There are many examples of iconic racial justice-based cultural work that has emerged from Oakland. The artwork of Emory Douglas, The Black Panther Party’s minister of culture, captured the struggle of black people in the United States and became a galvanizing force that allowed black communities to understand the legacy of racism and the connection to their struggle for basic needs and rights. Today, we see organizations such as the Lower Bottom Playaz centering theater performance and discourse for black communities, systems-impacted people, and social service providers in an effort to create deeper support for our communities. The Intertribal Friendship House is another local organization, which was established in 1955, as one of the first urban American Indian community centers in the nation. It is now one of the only centers standing for native people in the Bay Area. It welcomes first nations people from across the globe and maintains programming for people from local and relocated tribes.
In a recent report commissioned by Akonadi and the Kenneth Rainin Foundation titled Mapping Small Arts and Culture Organizations of Color in Oakland, we attempted to map the wide breath of cultural organizations based in Oakland. The report captured 138 unique organizations. The report sought to catalogue the existing organizations and understand the specificity of how these organizations sustain cultural work in our communities. In order to capture organizations that were not part of the initial study, we are asking for organizations of with budget sizes of $250,000 and under that are led by and serving communities of color in Oakland to add themselves to the list. We hope that this study will make visible the tremendous contribution these artists and organizations make in Oakland and across the Bay Area.
What motivates you personally to do this work?
I believe deeply in the power of cultural work to provoke new ways of thinking, provide solace, and bring communities together. At a young age, I was drawn to my nana’s kitchen table where she would sing old Mexican songs with her friends and my aunties. Those moments always felt so special. It’s when the most joy was felt and when the most stories were shared. Learning the songs allowed me to know Spanish better, giving me back something my American upbringing had started to erode.
Throughout my life, arts and cultural work has been central to my understanding of who I am: in middle school when I took theater classes at Plaza de la Raza, an arts center in East Los Angeles, or in my teens and twenties when I was submerged in the local music and theater scenes on the Eastside of L.A., I loved it all. I’m here today because of it.

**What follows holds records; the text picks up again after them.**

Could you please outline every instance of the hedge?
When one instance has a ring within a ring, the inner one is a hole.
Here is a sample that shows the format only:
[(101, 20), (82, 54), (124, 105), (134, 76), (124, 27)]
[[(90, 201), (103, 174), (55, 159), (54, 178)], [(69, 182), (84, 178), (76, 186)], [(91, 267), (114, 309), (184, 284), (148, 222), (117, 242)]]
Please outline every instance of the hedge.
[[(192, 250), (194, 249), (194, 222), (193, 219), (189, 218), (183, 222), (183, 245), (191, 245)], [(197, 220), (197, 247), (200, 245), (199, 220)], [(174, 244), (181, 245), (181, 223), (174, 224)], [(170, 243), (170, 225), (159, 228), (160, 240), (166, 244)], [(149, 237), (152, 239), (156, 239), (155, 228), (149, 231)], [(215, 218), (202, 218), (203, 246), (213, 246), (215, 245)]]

Prior to coming to the Akonadi Foundation, I worked at a small art space in Oakland called Studio Grand, where I learned first-hand the sacrifices and ingenuity it takes to run a cultural space in Oakland. It was hard. But through all of the challenges, I knew it was important to reserve a space for performance, art, and cultural work, especially for communities of color in Oakland.
I have a deep affection and concern for the people who work to create and maintain cultural space that feeds the spirits of Oakland’s communities. I’m motivated by being part of the solution, by helping local public and private leaders work together to make sure that Oakland and the Bay Area can be a place for everyone. The displacement of vulnerable communities cannot be seen as a necessary outcome of changes in the Bay Area.
Ultimately, I’m motivated by the creativity that emerges from our communities of color. It sheds light on both the precariousness of their position today and the preciousness of their continued presence in Oakland.